Carinodrillia dichroa

Scientific classification
- Kingdom: Animalia
- Phylum: Mollusca
- Class: Gastropoda
- Subclass: Caenogastropoda
- Order: Neogastropoda
- Superfamily: Conoidea
- Family: Pseudomelatomidae
- Genus: Carinodrillia
- Species: C. dichroa
- Binomial name: Carinodrillia dichroa Pilsbry & H. N. Lowe, 1932

= Carinodrillia dichroa =

- Authority: Pilsbry & H. N. Lowe, 1932

Species of gastropod

Carinodrillia dichroa, common name the two-toned turrid, is a species of sea snail, a marine gastropod mollusk in the family Pseudomelatomidae.

==Description==
The shell has a spiral structure, with a commonly off-white colouration above the periphery on the upper half of the whorl, and dark brown below it.
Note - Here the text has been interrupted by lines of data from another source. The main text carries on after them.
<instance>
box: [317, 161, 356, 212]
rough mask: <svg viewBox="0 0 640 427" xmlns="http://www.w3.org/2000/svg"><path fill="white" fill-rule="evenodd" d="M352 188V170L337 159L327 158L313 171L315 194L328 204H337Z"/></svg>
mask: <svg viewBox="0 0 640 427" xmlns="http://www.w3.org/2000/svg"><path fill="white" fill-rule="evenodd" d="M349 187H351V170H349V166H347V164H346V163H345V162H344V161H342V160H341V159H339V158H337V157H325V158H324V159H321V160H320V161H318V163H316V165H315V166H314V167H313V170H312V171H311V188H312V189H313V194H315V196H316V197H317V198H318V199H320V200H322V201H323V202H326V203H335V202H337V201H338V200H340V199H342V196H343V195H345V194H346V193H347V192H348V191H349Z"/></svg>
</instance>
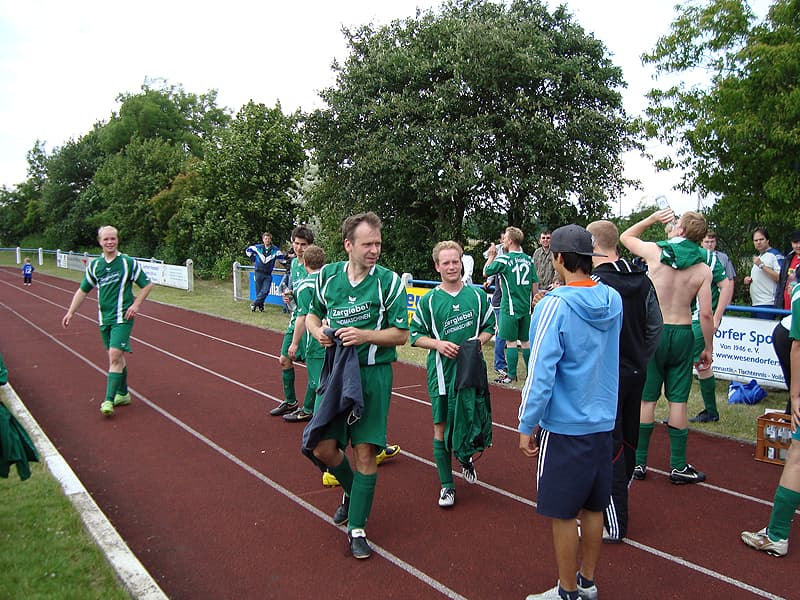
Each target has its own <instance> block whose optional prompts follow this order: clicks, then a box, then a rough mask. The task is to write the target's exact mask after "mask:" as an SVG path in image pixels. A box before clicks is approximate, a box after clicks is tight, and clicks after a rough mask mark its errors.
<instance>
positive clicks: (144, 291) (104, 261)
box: [61, 225, 153, 417]
mask: <svg viewBox="0 0 800 600" xmlns="http://www.w3.org/2000/svg"><path fill="white" fill-rule="evenodd" d="M97 240H98V242H100V247H101V248H102V249H103V254H102V255H101V256H99V257H97V258H95V259H93V260H92V261H91V262H90V263H89V264H88V265H87V266H86V272H85V273H84V275H83V280H82V281H81V283H80V286H79V287H78V289H77V290H76V291H75V295H74V296H73V297H72V302H70V305H69V309H67V313H66V314H65V315H64V317H63V318H62V319H61V325H62V326H63V327H64V328H67V327H69V324H70V322H71V321H72V317H73V315H74V314H75V311H77V310H78V308H79V307H80V305H81V304H82V303H83V301H84V300H85V299H86V296H88V295H89V292H91V291H92V289H93V288H95V287H96V288H97V303H98V304H99V307H100V337H101V338H102V339H103V345H104V346H105V348H106V351H107V352H108V377H107V382H106V395H105V400H103V402H102V403H101V404H100V412H101V413H102V414H103V415H104V416H106V417H110V416H112V415H113V414H114V408H116V407H117V406H126V405H128V404H130V403H131V395H130V392H129V391H128V365H127V363H126V362H125V352H130V351H131V346H130V337H131V331H132V330H133V320H134V318H135V317H136V315H137V314H139V310H140V309H141V306H142V303H143V302H144V301H145V299H146V298H147V295H148V294H149V293H150V290H152V289H153V283H152V282H151V281H150V279H149V278H148V277H147V273H145V272H144V270H143V269H142V266H141V265H140V264H139V262H138V261H137V260H136V259H135V258H131V257H130V256H128V255H127V254H122V253H121V252H120V251H119V234H118V233H117V229H116V228H115V227H112V226H110V225H105V226H103V227H101V228H100V229H98V231H97ZM134 283H135V284H136V285H137V286H139V287H140V288H141V291H140V292H139V295H138V296H136V297H135V298H134V296H133V284H134Z"/></svg>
It has a narrow brown band above the suture with a moderately developed spiral sculpture in comparison with other species of the genus Carinodrillia. The length of the shell varies between 15 mm and 26 mm.
==Distribution==
This marine species occurs from the Sea of Cortez, West Mexico to Ecuador, at a depth of 10 to 40 m. It is found on gravel bottoms near rock.